Um den Exkurs zur Windows-Programmierung in der Sprache Pascal zu vervollständigen, möchte ich Ihnen ein sehr einfache, aber vollständige Applikation zeigen, die ohne Nutzung der VCL erstellt wurde. Das Programm übernimmt einfach den Kommandozeilenparameter (der durch das System in der globalen Variable cmdLine gespeichert wird) und ermittelt daraus Informationen mit den Pascal-Funktionen ParamCount und ParamStr. Die erste dieser Funktionen liefert die Anzahl der Parameter; die zweite ermittelt den Parameter an einer bestimmten Position.

Obwohl Anwender nur selten Kommandozeilenparameter in einer graphischen Bedienoberfläche spezifizieren, sind Kommandozeilenparameter wichtig für das System. Wenn Sie z.B. eine Zuordnung zwischen einer Dateierweiterung und einer Applikation definiert haben, so können Sie ein Programm einfach dadurch starten, dass Sie eine zugeordnete Datei auswählen. Praktisch startet Windows das zugeordnete Programm, wenn Sie auf eine Datei doppelklicken, und übergibt die selektierte Datei als Kommandozeilenparameter.
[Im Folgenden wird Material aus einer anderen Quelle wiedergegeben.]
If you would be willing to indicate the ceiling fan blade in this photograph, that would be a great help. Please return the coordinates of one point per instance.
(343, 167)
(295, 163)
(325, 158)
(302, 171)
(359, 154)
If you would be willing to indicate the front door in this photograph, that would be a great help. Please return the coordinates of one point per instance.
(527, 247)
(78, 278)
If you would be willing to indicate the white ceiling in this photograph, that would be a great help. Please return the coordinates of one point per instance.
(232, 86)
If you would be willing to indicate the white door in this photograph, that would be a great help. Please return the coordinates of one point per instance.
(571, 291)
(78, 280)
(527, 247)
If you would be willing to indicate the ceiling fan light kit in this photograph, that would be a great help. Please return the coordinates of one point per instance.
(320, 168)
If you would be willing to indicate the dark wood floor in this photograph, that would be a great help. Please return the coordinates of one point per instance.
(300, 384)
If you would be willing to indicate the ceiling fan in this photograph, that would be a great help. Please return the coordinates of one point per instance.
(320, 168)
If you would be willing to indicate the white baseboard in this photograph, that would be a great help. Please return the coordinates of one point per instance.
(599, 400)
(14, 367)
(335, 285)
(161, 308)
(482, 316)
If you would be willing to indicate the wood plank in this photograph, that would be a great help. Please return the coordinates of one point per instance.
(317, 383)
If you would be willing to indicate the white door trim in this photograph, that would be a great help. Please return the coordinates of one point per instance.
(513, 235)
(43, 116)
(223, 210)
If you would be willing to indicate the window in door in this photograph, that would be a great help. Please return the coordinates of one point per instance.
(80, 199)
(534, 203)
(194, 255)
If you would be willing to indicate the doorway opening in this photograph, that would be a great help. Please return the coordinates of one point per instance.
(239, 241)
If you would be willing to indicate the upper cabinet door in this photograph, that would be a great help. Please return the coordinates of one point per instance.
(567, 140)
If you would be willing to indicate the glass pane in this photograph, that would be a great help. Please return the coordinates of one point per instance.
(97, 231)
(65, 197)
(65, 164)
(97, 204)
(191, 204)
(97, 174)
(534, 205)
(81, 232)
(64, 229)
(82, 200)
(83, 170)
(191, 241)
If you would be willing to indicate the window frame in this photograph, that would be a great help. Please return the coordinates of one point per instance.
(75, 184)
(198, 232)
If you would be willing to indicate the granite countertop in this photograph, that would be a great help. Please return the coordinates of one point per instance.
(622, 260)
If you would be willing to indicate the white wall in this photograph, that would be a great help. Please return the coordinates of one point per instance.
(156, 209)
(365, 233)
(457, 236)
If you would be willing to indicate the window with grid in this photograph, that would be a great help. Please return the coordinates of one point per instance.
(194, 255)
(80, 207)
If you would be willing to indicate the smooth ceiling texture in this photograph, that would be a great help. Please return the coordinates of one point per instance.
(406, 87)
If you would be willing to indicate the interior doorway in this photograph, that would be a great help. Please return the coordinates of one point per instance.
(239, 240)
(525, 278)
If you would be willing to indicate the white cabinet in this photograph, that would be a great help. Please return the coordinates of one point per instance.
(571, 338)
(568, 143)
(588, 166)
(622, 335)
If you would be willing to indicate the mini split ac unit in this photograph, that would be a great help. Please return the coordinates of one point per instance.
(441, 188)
Hier ist der komplette Quellcode des Projekts (eine DPR-Datei, keine PAS-Datei):

program Strparam;

uses
  Windows;

begin
  // den ganzen String anzeigen
  MessageBox (0, cmdLine, 
    'StrParam Kommandozeile', MB_OK);

  // den ersten Parameter anzeigen
  if ParamCount > 0 then
    MessageBox (0, PChar (ParamStr (1)), 
      'Erster StrParam Parameter', MB_OK)
  else
    MessageBox (0, PChar ('Keine Parameter'), 
      'Erster StrParam Parameter', MB_OK);
end.

Der Code zur Ausgabe verwendet die API-Funktion MessageBox, einfach um zu vermeiden, dass die gesamte VCL in das Projekt aufgenommen wird. Ein reines Windows-Programm wie das oben gezeigte hat den Vorteil eines sehr geringen Speicherverbrauchs: Die ausführbare Datei des Programms ist nur ca. 16kByte groß.
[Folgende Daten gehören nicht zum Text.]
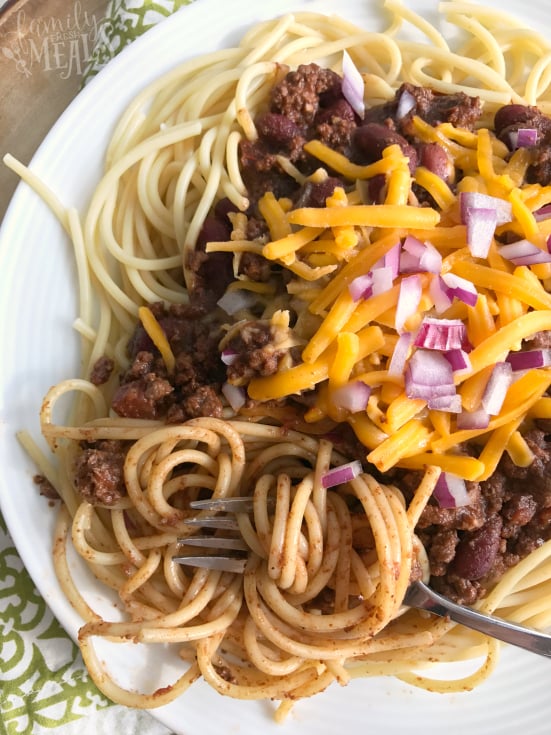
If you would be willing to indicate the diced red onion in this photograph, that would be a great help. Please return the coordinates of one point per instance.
(419, 256)
(361, 286)
(428, 375)
(382, 280)
(481, 225)
(431, 260)
(439, 294)
(529, 359)
(353, 85)
(496, 388)
(343, 473)
(542, 213)
(526, 137)
(458, 359)
(478, 419)
(450, 403)
(441, 334)
(228, 356)
(235, 395)
(352, 397)
(397, 364)
(233, 301)
(481, 214)
(413, 245)
(476, 200)
(392, 259)
(459, 288)
(450, 491)
(408, 300)
(524, 252)
(406, 103)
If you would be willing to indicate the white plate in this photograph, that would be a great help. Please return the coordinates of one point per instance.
(37, 348)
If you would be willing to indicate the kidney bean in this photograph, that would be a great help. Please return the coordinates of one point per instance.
(369, 142)
(314, 194)
(340, 109)
(513, 115)
(477, 550)
(510, 118)
(435, 158)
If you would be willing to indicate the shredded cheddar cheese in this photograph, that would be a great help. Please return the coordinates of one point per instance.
(353, 338)
(157, 336)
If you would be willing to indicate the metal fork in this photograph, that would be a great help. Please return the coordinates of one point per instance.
(418, 594)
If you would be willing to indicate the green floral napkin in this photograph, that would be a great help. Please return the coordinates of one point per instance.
(44, 686)
(125, 20)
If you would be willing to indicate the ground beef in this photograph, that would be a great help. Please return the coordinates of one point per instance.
(102, 370)
(256, 354)
(434, 108)
(459, 109)
(299, 95)
(470, 548)
(146, 389)
(143, 398)
(98, 472)
(307, 104)
(255, 267)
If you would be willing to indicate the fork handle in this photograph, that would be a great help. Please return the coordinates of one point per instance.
(422, 597)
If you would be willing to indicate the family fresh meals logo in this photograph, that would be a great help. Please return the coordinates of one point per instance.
(61, 45)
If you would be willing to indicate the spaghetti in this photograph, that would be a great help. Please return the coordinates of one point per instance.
(320, 600)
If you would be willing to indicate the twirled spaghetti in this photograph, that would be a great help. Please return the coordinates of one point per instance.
(320, 600)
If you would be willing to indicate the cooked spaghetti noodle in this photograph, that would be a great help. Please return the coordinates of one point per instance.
(320, 600)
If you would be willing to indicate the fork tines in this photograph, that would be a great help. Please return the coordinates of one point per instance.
(217, 562)
(224, 505)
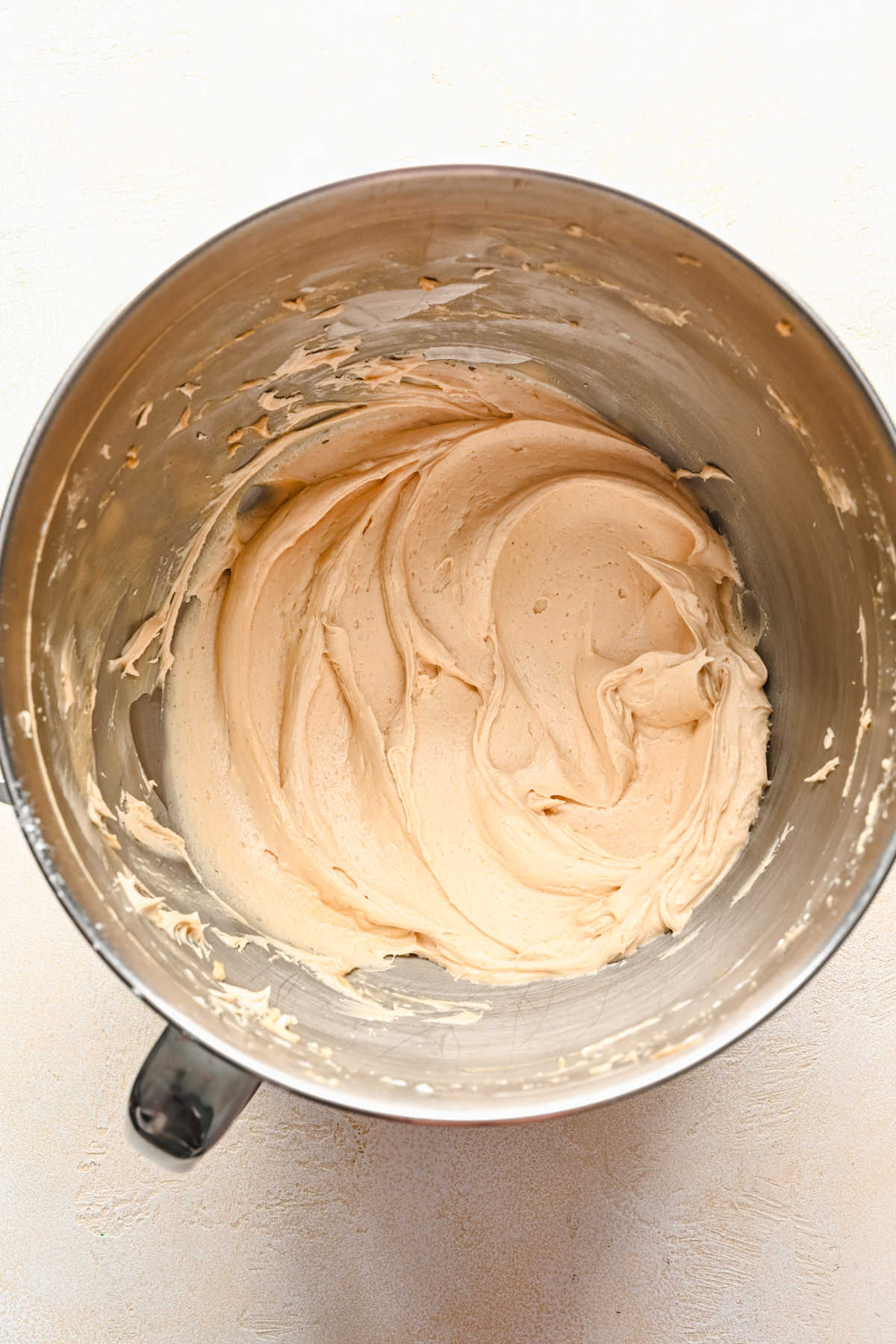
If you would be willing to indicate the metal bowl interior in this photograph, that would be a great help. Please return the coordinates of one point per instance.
(669, 335)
Um einen Kommandozeilenparameter an das Programm zu übergeben, können Sie Delphi's Menükommando Run > Parameter verwenden. Eine andere Methode ist es, den Windows-Explorer zu öffen und die Datei, die sie starten möchten über die ausführbare Datei zu ziehen. Der Windows-Explorer wird das Programm unter Benutzung des Namens der abgelegten Datei als Kommandozeilenparameter starten. Abbildung 9.3 zeigt beides, den Explorer und die dazugehörige Ausgabe.
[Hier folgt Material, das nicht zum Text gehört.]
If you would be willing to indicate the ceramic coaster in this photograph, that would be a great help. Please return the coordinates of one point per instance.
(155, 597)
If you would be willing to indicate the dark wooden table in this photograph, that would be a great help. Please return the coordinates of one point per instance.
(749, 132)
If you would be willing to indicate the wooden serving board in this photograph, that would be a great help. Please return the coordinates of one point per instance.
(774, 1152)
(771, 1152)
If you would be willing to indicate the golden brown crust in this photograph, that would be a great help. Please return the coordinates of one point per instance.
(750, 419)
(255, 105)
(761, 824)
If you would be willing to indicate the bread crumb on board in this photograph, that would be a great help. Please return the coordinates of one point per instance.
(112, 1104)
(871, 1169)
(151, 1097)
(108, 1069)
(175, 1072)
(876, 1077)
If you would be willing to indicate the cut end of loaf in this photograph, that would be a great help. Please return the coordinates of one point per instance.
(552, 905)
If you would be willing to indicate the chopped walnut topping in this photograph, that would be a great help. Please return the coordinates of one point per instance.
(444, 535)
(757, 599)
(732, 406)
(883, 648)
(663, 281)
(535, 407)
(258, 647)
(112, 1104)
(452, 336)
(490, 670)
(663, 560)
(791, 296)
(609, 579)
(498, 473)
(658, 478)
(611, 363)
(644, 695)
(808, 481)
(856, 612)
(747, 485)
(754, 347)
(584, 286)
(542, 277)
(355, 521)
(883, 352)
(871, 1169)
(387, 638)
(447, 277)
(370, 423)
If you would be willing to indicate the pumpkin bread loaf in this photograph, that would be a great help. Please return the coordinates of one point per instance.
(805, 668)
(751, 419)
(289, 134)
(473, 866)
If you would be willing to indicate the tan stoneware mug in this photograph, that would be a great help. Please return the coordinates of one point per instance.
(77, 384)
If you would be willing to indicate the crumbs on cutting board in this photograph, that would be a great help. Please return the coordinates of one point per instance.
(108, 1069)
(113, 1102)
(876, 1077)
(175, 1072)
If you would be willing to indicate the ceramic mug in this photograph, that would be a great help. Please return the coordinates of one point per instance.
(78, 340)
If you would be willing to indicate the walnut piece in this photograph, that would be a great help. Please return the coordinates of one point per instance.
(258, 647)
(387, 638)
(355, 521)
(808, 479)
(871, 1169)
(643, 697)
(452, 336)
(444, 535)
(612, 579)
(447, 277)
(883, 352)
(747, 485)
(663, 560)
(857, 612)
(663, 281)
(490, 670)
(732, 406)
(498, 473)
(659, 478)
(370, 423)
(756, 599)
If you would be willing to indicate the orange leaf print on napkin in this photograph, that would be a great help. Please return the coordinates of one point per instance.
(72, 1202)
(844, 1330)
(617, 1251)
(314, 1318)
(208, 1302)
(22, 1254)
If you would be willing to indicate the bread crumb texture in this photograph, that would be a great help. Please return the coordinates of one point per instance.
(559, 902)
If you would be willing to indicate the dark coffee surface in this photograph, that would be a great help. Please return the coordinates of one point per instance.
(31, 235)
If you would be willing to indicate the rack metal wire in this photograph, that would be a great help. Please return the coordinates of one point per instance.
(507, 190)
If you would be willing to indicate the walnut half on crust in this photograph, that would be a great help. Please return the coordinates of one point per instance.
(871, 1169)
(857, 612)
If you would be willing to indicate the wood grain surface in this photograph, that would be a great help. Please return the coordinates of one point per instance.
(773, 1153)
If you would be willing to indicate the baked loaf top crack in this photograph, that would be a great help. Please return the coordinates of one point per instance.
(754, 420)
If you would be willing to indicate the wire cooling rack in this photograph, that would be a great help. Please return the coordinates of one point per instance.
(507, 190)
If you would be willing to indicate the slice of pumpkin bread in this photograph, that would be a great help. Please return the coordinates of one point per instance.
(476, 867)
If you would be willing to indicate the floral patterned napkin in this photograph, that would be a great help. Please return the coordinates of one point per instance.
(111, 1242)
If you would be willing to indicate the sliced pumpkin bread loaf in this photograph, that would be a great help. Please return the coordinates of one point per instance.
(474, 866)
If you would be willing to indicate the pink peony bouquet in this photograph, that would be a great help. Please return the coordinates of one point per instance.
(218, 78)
Abbildung 9.3. Sie können einen Kommandozeilenparameter an das Beispiel StrParam übergeben, indem Sie im Windows-Explorer eine Datei auf der ausführbaren Datei ablegen.

Zusammenfassung

In diesem Kapitel haben wir eine Einführung in die Grundlagen der Windows-Programmierung gesehen, wir haben Handles diskutiert und ein sehr einfaches Windows-Programm kennen gelernt. Für normale Windows-Programmieraufgaben werden Sie im allgemeinen die visuelle Entwicklungsunterstützung verwenden, die Delphi gestützt auf die VCL bereitstellt. Aber das geht bereits über das Thema dieses Buches hinaus, welches die Sprache Pascal ist.

Das nächste Kapitel beinhaltet Varianten, eine sehr ungewöhnliche Zugabe zum System der Datentypen von Pascal, dazu eingeführt, um eine volle OLE-Unterstützung bereitzustellen.